The young British conductor Ben Gernon is at the helm. The CD also features a less-played orchestral piece, premonitory of Orkney Wedding, which was to become universally-acclaimed and, for Everyman, the most-frequently performed of all of Max's pieces. The disc also stars (and I do mean "stars") the brilliant young Scottish guitarist Sean Shibe, and I'll get to all that in a minute.
First things first. Linn Records presents the new disc as a "tribute" to Peter Maxwell Davies. Of course it is. But when it was recorded last year, in the Usher Hall, Max, though he had been desperately ill, was very much alive. Indeed, he was scheduled to have a prominent presence in the SCO concerts this season. A concert on December 2 in Glasgow would have celebrated his SCO connection with a new commission, an Accordion Concerto featuring Owen Murray as soloist with the SCO. So there is absolutely no suggestion, before tongues start wagging, of opportunism on the part of the SCO, or indeed of Linn Records. This CD, in whatever circumstances, was always going to happen, and, as you can see from the photographs illustrating the booklet in the liner notes, Max was very much present at the recording sessions in Edinburgh.

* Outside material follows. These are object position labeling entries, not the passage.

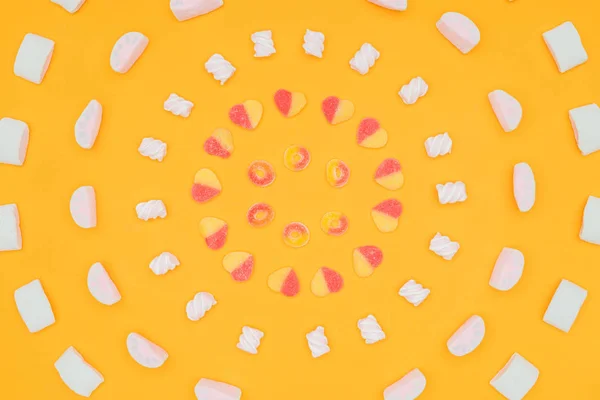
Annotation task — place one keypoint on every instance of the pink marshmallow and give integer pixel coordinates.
(187, 9)
(83, 207)
(467, 337)
(127, 50)
(508, 269)
(524, 186)
(459, 30)
(408, 388)
(207, 389)
(508, 110)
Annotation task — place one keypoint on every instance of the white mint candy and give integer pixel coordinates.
(144, 352)
(77, 374)
(33, 58)
(127, 50)
(516, 378)
(34, 307)
(565, 305)
(83, 207)
(585, 121)
(565, 45)
(10, 228)
(101, 286)
(88, 125)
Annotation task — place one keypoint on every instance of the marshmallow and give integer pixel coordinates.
(364, 58)
(524, 186)
(565, 305)
(516, 378)
(83, 207)
(188, 9)
(314, 43)
(127, 50)
(10, 229)
(459, 30)
(101, 286)
(14, 139)
(408, 388)
(468, 337)
(590, 226)
(34, 307)
(250, 340)
(33, 58)
(77, 374)
(178, 105)
(207, 389)
(413, 90)
(219, 67)
(565, 45)
(508, 269)
(585, 121)
(144, 352)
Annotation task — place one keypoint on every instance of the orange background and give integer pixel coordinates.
(511, 56)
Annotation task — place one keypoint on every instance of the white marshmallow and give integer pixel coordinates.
(101, 286)
(10, 228)
(188, 9)
(590, 226)
(408, 388)
(524, 186)
(77, 374)
(71, 6)
(508, 110)
(468, 337)
(33, 58)
(585, 121)
(459, 30)
(207, 389)
(34, 307)
(516, 378)
(127, 50)
(83, 207)
(565, 305)
(88, 125)
(144, 352)
(565, 45)
(14, 139)
(508, 269)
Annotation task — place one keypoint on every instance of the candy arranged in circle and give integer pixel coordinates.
(206, 185)
(284, 281)
(389, 174)
(289, 103)
(326, 281)
(370, 134)
(261, 173)
(219, 143)
(386, 215)
(246, 115)
(366, 259)
(296, 158)
(296, 234)
(337, 173)
(334, 223)
(214, 232)
(239, 264)
(336, 110)
(260, 214)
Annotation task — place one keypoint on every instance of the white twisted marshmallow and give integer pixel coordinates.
(364, 58)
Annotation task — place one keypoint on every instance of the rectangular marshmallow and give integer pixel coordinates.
(34, 307)
(565, 305)
(10, 230)
(14, 139)
(33, 58)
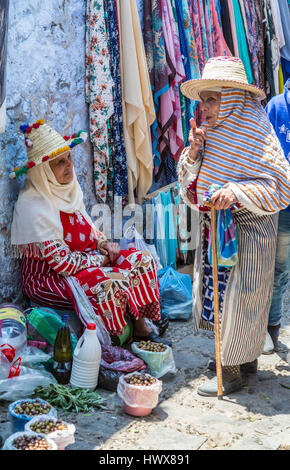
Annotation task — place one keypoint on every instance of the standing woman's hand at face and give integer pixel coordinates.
(196, 139)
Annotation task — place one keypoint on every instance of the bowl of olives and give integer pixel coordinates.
(26, 440)
(59, 431)
(22, 411)
(139, 392)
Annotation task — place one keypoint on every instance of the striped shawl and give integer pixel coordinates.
(244, 152)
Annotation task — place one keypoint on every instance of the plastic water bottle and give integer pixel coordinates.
(62, 353)
(86, 359)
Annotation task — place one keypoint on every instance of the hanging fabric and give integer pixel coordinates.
(4, 6)
(219, 45)
(99, 94)
(138, 106)
(157, 65)
(189, 53)
(171, 142)
(117, 150)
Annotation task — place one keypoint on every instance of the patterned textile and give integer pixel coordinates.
(244, 292)
(261, 36)
(197, 30)
(130, 282)
(99, 95)
(117, 149)
(243, 152)
(157, 65)
(171, 140)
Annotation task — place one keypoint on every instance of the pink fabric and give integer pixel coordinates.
(170, 101)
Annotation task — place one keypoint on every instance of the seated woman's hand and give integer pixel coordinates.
(223, 199)
(111, 250)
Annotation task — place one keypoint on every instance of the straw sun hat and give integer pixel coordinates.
(221, 72)
(44, 143)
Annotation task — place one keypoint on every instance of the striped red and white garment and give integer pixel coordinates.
(130, 284)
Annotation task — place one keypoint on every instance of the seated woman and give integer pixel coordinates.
(56, 239)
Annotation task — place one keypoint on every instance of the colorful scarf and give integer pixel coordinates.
(99, 95)
(117, 144)
(157, 65)
(243, 150)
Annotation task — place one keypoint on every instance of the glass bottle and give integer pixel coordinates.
(62, 353)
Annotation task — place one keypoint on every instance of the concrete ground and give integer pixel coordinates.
(255, 418)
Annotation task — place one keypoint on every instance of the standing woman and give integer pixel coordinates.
(238, 150)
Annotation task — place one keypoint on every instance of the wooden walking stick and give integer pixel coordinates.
(216, 303)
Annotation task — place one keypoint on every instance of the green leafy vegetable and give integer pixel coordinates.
(70, 399)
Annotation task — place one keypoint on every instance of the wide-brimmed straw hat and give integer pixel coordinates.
(228, 72)
(44, 143)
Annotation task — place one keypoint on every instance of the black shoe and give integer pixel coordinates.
(249, 367)
(274, 333)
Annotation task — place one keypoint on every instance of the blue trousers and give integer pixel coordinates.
(282, 263)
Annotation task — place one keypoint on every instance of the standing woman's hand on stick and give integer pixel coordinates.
(196, 139)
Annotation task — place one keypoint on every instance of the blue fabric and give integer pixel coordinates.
(165, 232)
(282, 264)
(207, 287)
(285, 18)
(278, 111)
(190, 105)
(227, 242)
(170, 232)
(226, 234)
(175, 294)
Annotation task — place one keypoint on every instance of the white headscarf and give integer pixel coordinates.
(36, 216)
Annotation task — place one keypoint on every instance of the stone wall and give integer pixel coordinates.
(45, 79)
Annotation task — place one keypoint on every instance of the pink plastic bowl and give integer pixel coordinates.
(136, 410)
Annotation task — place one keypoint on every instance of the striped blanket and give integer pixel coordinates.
(244, 152)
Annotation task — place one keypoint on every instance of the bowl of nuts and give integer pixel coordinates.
(22, 411)
(139, 392)
(59, 431)
(26, 440)
(158, 357)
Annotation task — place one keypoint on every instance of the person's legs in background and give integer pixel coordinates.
(282, 262)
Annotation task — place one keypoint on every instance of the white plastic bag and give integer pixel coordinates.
(61, 438)
(8, 444)
(87, 312)
(160, 363)
(135, 396)
(132, 238)
(24, 385)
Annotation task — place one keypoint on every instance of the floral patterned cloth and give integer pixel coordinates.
(117, 150)
(157, 65)
(99, 91)
(171, 141)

His death in March did present the SCO with a problem: what to do about that concert at the start of December. The Accordion Concerto was not written (I don't know if Max had started it) but the orchestra has come up with a fine solution. The Celebration of Scotland's Musical Hero will become a tribute, whatever they call it on the night. The unwritten concerto will be replaced by another Max concerto, the second of his 10 Strathclyde Concertos, written for soloists in the SCO. It is for cello and orchestra, was unveiled in 1989, and will be played in December by its original soloist, cellist Will Conway, at the time principal cellist with the SCO. It's a tough-ish piece, though very lyrical and soulful, with the cellist playing pretty much non-stop, and the orchestra used as a kind of extended chamber group. Will Conway was soon to leave the SCO and follow his own star, working closely with conductor Claudio Abbado and the Chamber Orchestra of Europe and, in 1990, forming his own group, the Hebrides Ensemble, to this day an exemplar of originality and excellence on Scotland's chamber music scene. The rest of the SCO programme on December 2 in the City Hall remains the same, culminating in the riotous Orkney Wedding.

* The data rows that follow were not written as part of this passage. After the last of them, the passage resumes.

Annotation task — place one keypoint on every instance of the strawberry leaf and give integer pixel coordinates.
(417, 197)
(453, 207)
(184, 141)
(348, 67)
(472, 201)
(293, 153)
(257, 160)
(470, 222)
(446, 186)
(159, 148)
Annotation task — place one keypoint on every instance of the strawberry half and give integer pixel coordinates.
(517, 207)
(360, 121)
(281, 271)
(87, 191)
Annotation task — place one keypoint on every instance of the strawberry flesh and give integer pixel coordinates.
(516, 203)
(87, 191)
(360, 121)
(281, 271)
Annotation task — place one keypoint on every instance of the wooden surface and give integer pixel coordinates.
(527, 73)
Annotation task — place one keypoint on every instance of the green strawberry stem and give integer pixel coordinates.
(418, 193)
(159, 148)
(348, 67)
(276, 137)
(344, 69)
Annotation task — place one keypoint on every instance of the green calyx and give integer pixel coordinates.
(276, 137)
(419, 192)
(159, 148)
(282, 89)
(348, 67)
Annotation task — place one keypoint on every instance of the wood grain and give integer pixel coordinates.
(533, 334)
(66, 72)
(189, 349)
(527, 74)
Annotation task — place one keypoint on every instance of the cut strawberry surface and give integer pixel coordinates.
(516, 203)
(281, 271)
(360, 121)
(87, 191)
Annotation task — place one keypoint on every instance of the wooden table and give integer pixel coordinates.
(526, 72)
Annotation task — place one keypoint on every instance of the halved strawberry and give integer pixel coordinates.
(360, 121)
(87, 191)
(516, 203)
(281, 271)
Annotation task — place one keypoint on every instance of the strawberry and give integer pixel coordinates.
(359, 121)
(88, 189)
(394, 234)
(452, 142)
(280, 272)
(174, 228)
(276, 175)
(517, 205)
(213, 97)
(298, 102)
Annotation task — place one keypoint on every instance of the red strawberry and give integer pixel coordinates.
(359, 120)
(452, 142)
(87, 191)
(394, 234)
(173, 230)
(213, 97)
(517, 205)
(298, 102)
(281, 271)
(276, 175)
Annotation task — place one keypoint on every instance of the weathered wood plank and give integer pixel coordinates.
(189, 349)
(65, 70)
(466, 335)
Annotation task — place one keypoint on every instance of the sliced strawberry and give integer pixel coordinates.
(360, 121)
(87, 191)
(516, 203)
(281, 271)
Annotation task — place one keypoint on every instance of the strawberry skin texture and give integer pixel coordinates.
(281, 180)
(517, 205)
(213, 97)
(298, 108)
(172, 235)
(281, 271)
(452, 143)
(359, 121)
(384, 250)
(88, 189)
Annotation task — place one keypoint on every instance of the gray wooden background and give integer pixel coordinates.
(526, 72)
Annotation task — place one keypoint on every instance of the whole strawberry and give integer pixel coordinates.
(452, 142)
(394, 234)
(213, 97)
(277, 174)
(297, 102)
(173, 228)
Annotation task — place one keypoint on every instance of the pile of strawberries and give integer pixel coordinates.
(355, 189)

So back to the new disc: and we must say a word about Sean Shibe, the still-young Scottish guitarist. It's not long, in fact, since Sean made an appearance in this slot, when he dominated a cover disc on the BBC Music magazine, in which he demonstrated his skill and artistry in a range of guitar concertos, solo pieces and arrangements. Now here he is again, with yet another notch in his bow (or should that be ‘fret on his fingerboard' with the most beautiful, resonant and soulful performance of Max's Farewell to Stromness, probably the Max piece that is everybody's favourite - which was played by a local fiddler at the composer's funeral.

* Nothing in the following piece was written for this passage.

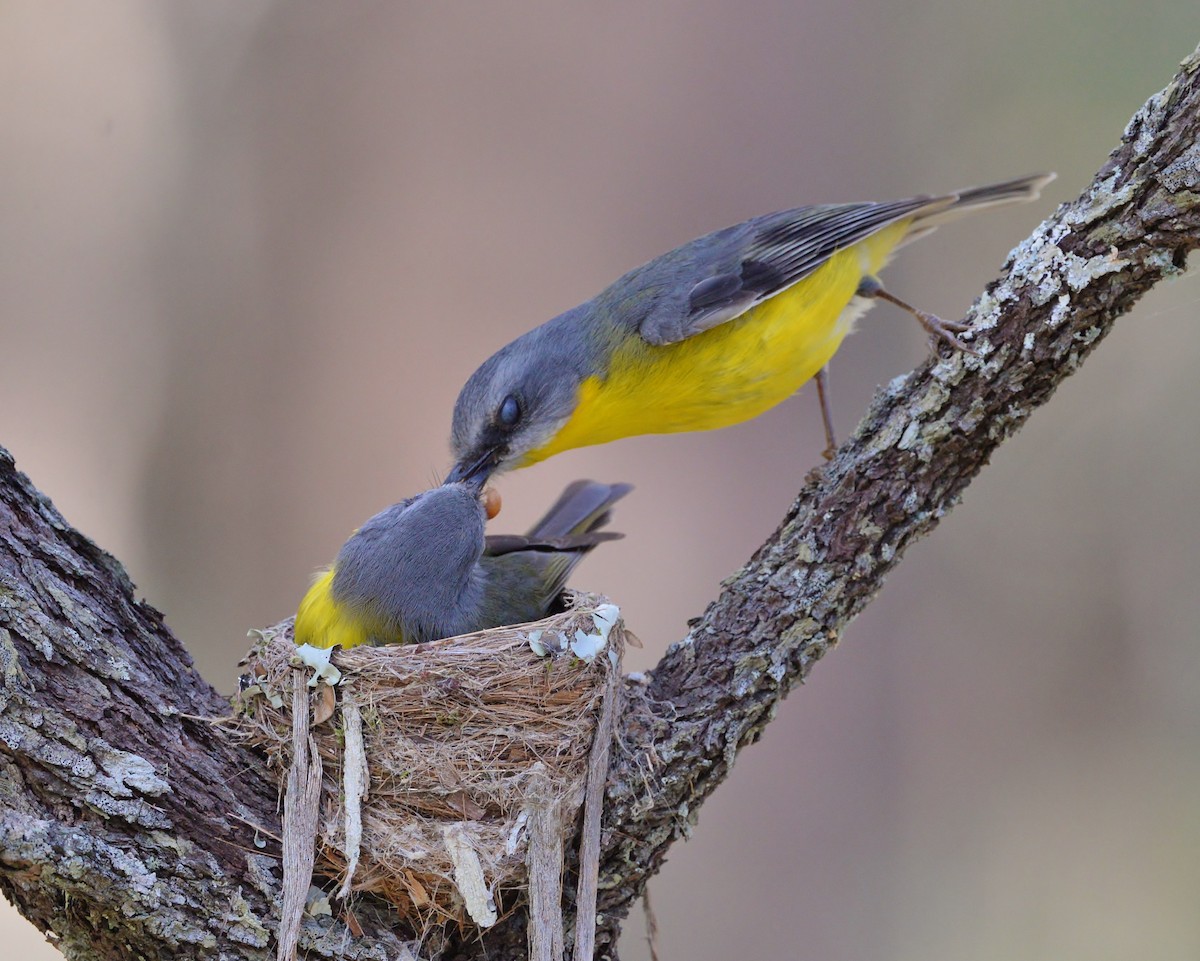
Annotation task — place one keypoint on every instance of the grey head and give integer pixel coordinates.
(521, 396)
(414, 566)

Shibe also gives an intense and deadly-accurate performance of Max's Hill Runes, free of the scratches and scrapes that blemish so much guitar playing. The SCO plays Max's last composition for the orchestra, Ebb of Winter - think "slippery under foot" if you find Max's idiom too tough - and Last Door of Light, where you will hear the seed elements of the music that was to blossom in his wonderfully-inebriated Orkney Wedding, with Sunrise.